The limb buckled sideways and the creature tumbled to the ground, lurching to the side just in time to avoid me bringing the chair down on its spine.
Staggering back to its feet, it raked at me. Four deep slashes opened across my left forearm, the pain registering immediately, and I hissed and dropped the chair and put the bed between us.
We stood there for a second, me on one side and it on the other, both breathing hard.
Blood was running down my arm. Its foreleg was hanging even more wrong than usual, and something dark and viscous oozed from the spot where the lamp had struck.
Grabbing the cord from the floor, I reeled the ceramic sharded remnants of the lamp in and then flung them at the creature’s head, which accomplished nothing on its own but did buy me the half-second I needed to grab the desk chair again.
It came around the bed and I swung for the fences.
The chair caught it across the face this time, the impact reverberating up both my arms into my shoulders, and the thing was thrown into the wall with enough force that the drywall cracked.
Regaining my balance, I hefted the chair again and slammed the heavy wooden back into its ribcage.
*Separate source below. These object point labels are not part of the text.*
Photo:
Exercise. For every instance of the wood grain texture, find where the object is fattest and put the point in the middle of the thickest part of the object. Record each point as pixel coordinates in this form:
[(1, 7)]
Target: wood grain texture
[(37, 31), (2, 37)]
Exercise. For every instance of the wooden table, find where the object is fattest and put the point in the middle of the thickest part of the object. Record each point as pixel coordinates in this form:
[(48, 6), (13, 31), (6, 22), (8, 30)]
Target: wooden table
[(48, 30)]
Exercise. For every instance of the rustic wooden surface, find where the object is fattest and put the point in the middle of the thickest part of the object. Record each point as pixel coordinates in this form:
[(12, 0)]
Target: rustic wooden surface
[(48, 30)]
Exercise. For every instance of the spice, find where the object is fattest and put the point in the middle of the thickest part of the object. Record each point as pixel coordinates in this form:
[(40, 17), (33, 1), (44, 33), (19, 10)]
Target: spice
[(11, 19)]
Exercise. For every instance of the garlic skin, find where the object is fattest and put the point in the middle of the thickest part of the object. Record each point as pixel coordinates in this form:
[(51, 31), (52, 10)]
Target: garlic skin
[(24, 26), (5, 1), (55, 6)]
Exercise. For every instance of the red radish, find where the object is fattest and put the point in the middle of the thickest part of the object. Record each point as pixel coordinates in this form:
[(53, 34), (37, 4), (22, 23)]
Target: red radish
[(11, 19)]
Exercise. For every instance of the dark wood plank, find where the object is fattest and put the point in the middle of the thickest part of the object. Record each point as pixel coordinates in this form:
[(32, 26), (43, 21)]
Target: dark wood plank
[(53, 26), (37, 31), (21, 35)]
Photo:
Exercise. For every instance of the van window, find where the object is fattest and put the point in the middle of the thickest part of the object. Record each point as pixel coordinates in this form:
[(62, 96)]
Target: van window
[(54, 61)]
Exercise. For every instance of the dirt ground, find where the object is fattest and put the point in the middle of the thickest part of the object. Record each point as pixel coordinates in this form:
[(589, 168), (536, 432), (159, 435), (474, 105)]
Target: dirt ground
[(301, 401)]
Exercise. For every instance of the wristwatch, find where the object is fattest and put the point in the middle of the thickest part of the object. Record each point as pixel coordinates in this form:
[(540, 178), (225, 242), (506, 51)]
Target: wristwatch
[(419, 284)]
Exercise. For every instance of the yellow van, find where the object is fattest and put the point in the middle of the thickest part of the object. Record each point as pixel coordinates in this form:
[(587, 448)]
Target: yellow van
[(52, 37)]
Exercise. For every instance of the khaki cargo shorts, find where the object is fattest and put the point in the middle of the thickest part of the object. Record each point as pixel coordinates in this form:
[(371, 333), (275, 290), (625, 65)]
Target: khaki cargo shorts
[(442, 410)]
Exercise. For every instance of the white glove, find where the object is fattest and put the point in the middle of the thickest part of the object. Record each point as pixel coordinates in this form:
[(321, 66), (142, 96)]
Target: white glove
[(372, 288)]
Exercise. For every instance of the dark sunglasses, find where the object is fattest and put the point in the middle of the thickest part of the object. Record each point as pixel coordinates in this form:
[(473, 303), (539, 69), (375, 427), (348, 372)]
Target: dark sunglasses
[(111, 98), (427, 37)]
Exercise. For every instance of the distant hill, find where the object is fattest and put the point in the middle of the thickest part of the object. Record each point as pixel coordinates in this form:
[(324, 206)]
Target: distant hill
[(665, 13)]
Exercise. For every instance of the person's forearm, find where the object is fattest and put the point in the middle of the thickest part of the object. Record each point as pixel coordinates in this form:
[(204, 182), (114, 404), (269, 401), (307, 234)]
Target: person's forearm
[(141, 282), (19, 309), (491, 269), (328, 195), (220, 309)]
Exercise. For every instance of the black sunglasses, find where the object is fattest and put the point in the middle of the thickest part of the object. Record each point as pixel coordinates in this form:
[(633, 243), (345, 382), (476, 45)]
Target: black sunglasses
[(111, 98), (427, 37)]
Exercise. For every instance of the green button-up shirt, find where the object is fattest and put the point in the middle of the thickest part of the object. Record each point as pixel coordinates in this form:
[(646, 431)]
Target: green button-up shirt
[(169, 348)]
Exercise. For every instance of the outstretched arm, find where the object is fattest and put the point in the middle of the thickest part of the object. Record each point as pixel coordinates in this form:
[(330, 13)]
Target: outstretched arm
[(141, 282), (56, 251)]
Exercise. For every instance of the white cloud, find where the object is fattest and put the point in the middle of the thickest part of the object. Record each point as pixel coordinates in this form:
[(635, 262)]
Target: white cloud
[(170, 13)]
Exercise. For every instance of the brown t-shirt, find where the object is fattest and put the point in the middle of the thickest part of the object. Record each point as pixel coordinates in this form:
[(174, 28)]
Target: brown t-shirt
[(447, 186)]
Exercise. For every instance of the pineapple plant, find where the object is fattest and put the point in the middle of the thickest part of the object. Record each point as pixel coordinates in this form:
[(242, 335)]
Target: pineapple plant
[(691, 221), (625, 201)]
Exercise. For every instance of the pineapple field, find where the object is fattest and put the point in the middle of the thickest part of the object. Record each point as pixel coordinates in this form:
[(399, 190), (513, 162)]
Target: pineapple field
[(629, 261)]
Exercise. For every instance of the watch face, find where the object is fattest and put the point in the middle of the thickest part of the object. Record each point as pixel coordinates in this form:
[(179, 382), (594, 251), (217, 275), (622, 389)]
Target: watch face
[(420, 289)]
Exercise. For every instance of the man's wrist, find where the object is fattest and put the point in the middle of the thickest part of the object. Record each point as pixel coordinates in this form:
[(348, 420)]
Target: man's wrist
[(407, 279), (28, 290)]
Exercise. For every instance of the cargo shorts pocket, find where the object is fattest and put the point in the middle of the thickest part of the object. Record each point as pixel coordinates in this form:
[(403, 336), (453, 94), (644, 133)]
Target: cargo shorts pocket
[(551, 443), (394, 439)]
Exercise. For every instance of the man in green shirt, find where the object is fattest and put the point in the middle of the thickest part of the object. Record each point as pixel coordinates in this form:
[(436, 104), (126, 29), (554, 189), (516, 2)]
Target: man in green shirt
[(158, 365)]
I could hear bone snap, and the creature staggered for a moment before pivoting more quickly than should have been possible given its injuries and launching itself at the window.
The glass shattered outward into the parking lot and the creature was off and running as soon as it landed on the pavement, those jagged limbs eating ground in irregular bounds that looked ungainly but covered distance fast, leaving a trail of what I had to assume was its blood behind.
I set the chair down.
“Okay,” I said to no one.
I went to the bathroom and ran cold water over my arm. The scratches were deep but clean, running from mid-forearm to near the wrist, and I held a motel towel against them until the bleeding slowed to something I could manage, then leaned against the bathroom wall and breathed.
My hands were not shaking. It seemed like they should be, but they weren’t. My heart rate was coming down gradually, like a car decelerating from highway speed on the exit ramp. The wolf inside seemed very satisfied with herself and maybe even a little proud of me too.
I wrapped the towel tight around my forearm, picked up my phone and my remaining grocery bags, and checked out at the front desk, where the man had apparently heard nothing or at least chosen to hear nothing, and looked at my wrapped arm and the twenty-dollar bill I put on the counter for the lamp and then looked at the television and said, “Checkout’s not til eleven. ”
“Right,” I said. “I know. Got a busy day today.”
Outside, the blood trail ran from the broken window across the parking lot and into the brush at the far end, where it disappeared into the pre-dawn darkness.
I followed it as far as I could with my eyes, then looked down at my phone.
I thought about Silas, the real one, who was no doubt tracking me down himself right now.
But then I remembered those lifeless eye voids staring at me across the motel bed, and I dialed the number from which Yazzie had sent me her text.
It rang twice.
“This is Ranger Yazzie.”
“It’s Katie Gregory,” I said. “I just fought off the coyote-thing from the mountains.”
A pause. Then, quieter, with an almost motherly quality. “Are you hurt?”
“Some scratches. It’s worse off than I am.” I said with a hint of pride. “I need help.”